Intelligente Systeme sind stark nachgefragt.
Smarte Systeme müssen miteinander kommunizieren können.
Smarte Systeme müssen miteinander kommunizieren können.

Zwei Drittel aller österreichischen Haushalte haben laut Statistik Austria zumindest ein intelligentes Unterhaltungsgerät im Einsatz, also Smart-TVs, Spielkonsolen, Audiosysteme. Alexa und Siri können Sprache erkennen, verarbeiten und Befehle ausführen. Sie öffnen Türen, regulieren die Heizung, spielen Musik, geben Wetterprognosen ab und dimmen das Licht. Die Geräte sind nur ein kleiner Vorgeschmack darauf, was mit künstlicher Intelligenz (KI) im trauten Heim noch alles möglich ist.

Wohnen mit KI

In vielen neu errichteten Häusern sind inzwischen Rundum-Versorgungssysteme eingezogen, welche die gesamte Haustechnik automatisiert und dezentral steuern - auf Wunsch auch aus der Ferne. Das Smart Home entwickelt sich von einer Technikspielerei zu einem Managementsystem für die gesamte Energie-, Haushalts- und Sicherheitstechnik. Der Wiener Elektro- und Haustechnikanbieter Siblik setzte bereits vor zehn Jahren auf Smart-Home-Technologie. Heute macht das Unternehmen rund 30 Prozent seines Umsatzes mit intelligenten Bussystemen (Binary Unit Systems), die innerhalb des Home-Netzwerks die Kommunikation zwischen einzelnen Komponenten regeln. Geschäftsführer Norbert Ahammer empfiehlt Häuslbauern, die noch schwanken, was alles im neuen Heim smart sein soll, in jedem Fall ein Bussystem einbauen zu lassen, damit später nachgerüstet werden kann. Er geht von rund 70 Euro Mehrkosten pro Quadratmeter aus. Das sind bei 100 Quadratmetern Wohnfläche also 7000 Euro. Wozu der Aufwand? Die Grundannahme ist, dass künstliche Intelligenz unseren Wohnraum in Zukunft besser regeln kann als wir Menschen. Wir verbrauchen oft mehr Wärmeenergie als nötig, weil wir aus Gewohnheit oder ohne Rücksicht auf die Wetterentwicklung am aktuellen Tag die Heizung hinaufdrehen. Künstliche Intelligenz bezieht unzählige relevante Daten in ihre Entscheidungen ein, wird schon viel früher selbstständig aktiv und sorgt so für einen sparsameren Betrieb. Die Bereiche Sanitär, Heizung, Elektrotechnik rücken immer weiter zusammen, um das Leben energieeffizient und komfortabel zu machen. Angesichts der aktuell wieder steigenden Energiekosten ist das ein sehr wichtiges Thema. Nicht ohne Grund sind die hochkomplexen Steuerungssysteme für die Haustechnik also ein Wachstumsmarkt. Ihr Anteil hat sich von 2020 bis 2022 fast verdoppelt: von 12 auf 21 Prozent. Ahammer kann diese Marktentwicklung anhand der Umsatzzahlen bei Siblik nachvollziehen: "Bei uns stagniert der Absatz bei klassischen Eingangstechnologien wie Licht- und Steckdosensteuerungen oder Beschattungssystemen. Das Wachstum kommt heute fast ausschließlich aus intelligenten Komponenten."

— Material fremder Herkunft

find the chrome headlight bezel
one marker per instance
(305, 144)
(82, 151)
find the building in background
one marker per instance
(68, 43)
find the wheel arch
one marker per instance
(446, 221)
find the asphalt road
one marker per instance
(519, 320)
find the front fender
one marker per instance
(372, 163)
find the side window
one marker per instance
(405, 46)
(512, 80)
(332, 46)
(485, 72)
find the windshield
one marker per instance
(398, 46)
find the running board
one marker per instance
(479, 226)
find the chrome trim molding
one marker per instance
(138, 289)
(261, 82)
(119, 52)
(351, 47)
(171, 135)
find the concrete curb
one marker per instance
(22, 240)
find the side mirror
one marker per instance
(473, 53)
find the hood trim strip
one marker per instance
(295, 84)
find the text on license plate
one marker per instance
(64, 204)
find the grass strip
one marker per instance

"Unzählige Systeme werden als "smart" angeboten."
Norbert Ahammer
GF Siblik


Smarte Behaglichkeit

Was können diese Komponenten? Sie steuern Heizung und Kühlung mithilfe einer Wetterstation am Dach und Temperaturfühlern in den Räumen, die Lüftung auf Basis von Feuchtigkeits- und CO₂-Sensoren, die Jalousien und das künstliche Licht mit Lichtsensoren und Bewegungsmeldern.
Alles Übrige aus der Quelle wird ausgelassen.